雲大咬緊牙關,疼得額頭滲出汗珠,卻硬是沒吭一聲。
賀楠玖冷眼看着這一切,直到他覺得血流得差不多了,才面無表情地喚人來爲雲大止血。
待處理好傷口後,賀楠玖竟然出人意料地把雲大身上的手銬解開。
賀楠玖說道:“老子出門幾天,雲家你先替我看着。”
“阿九?”雲大聲音虛弱,驚訝地看着他丟過來的一串鑰匙。
雲大接過鑰匙,那冰涼的金屬觸感讓他不自覺地握緊,“你不怕我跑了?”
賀楠玖微微揚起下巴,眉眼間染着一抹狠厲之色,眼神中透着一種睥睨一切的強大氣勢。
“跑?雲家現在基本都在我手裏了,換句話來說,瀾城的勢力盡在我手中,你能跑到哪裏去?”
“你不是恨我嗎?”
“我媽清醒的時候從來沒提過你,甚至到死都沒喫你送去的東西,她有多恨你,我就有多恨你。你不是想贖罪嗎?那就好好活着,當我的狗,慢慢贖罪。”
雲大握着鑰匙,眼中閃過一絲復雜,但終究沒有再說什麼。
“那你要去哪裏?”
賀楠玖冷哼一聲:“老子要去把妞搶回來,他媽的,那兩個混蛋,竟然都氣不走,臉皮真厚啊!”
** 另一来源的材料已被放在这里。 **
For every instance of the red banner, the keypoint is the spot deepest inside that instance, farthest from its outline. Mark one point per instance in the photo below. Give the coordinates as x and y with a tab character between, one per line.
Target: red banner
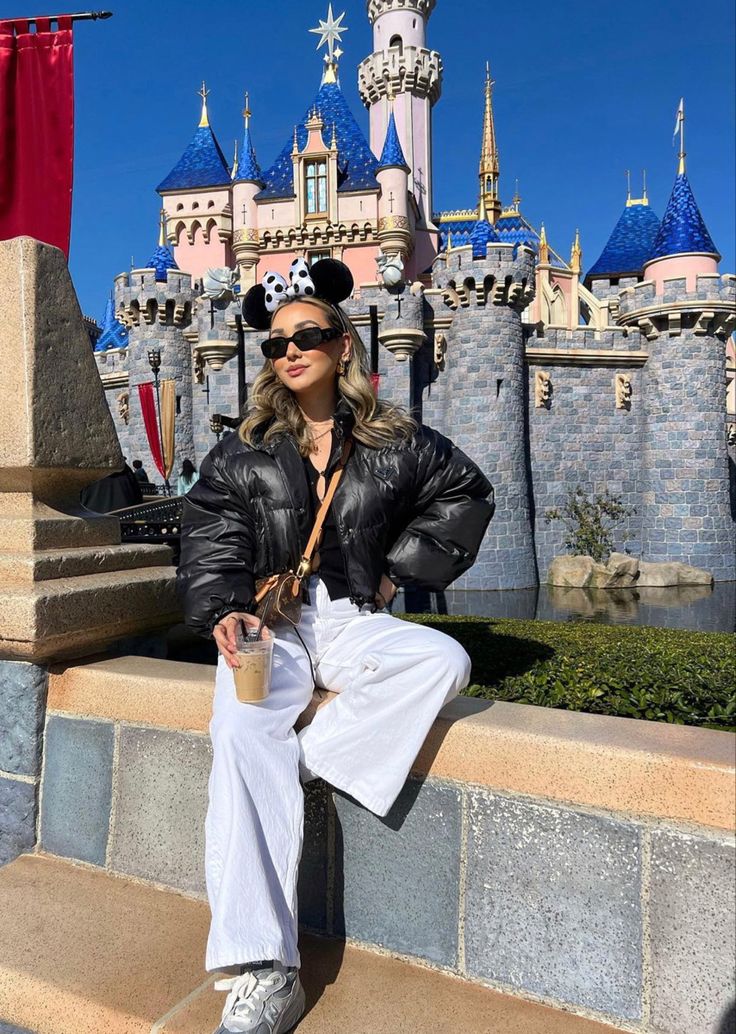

而同一時間,顧衍之也開始警覺,賀楠玖在蘇悅心裏的分量,可能比傅容瑾還要高,兩人都要雙宿雙飛了。
他要是真的來京市.....
蘇悅洗完澡出來,身體上的酸軟緩解了不少。
看到顧衍之正坐在沙發上,表情深沉地盯着手機。
她走過去,“你幹嘛?”
顧衍之把手機收起來,把她拉到沙發上坐下,沉默片刻,突然說道:“蘇悅,我昨晚想了一下,你想不想在寺廟裏爲叔叔阿姨立個往生位?”
“往生位?”蘇悅一愣。
“嗯,”顧衍之點點頭,繼續說道:“嗯,立這個牌位,可以爲他們增加福報,爲他們祈願來世順遂,你要是同意,我們挑個時間可以去寺裏看看具體的安排,挑選一個合適的位置。”
蘇悅的父母葬在雲城,每年她雖然都回去掃墓,可心裏總是有些遺憾,沒能爲他們盡孝。
現在聽顧衍之這麼一說,又想起他那個德高望重的 “舅爺”,心中也徒生了這樣的心思。
蘇悅眼中閃過一絲期待,微微點頭:“好,不過——”
她瞥了他一眼。
顧衍之淡淡說道:“你別想撇下我自己去找,先不說你能不能找到比我舅爺好的方丈,就說相比之下,你更放心我舅爺還是別人?”
蘇悅抿着脣,心裏思量他的話。
這有着現成的關系不用,難道真的還要去找嗎?
“你好好想想,是往生位重要,還是躲着我重要。”
蘇悅無奈,應了下來。
反正顧衍之目前來看,是完全甩不掉了。
顧衍之看着她同意,心中一松,“嗯,那我聯系一下那邊,先看看要準備什麼。”
“好。”
顧衍之起身打了個電話,和對方確認了一下時間和流程,掛了電話朝蘇悅說道:“我舅爺過幾天要閉關修行,我們明天一早就去吧?”
蘇悅想了想,要是趁年前能把這事辦妥,那也挺好。
這決定有些倉促,顧衍之要回醫院安排一下工作。
南縣沒有直達的飛機,還得轉機和更換交通工具,兩人打算自駕。
蘇悅便去買了些路上用的東西。
意外的是,竟然接到蘇墨的電話。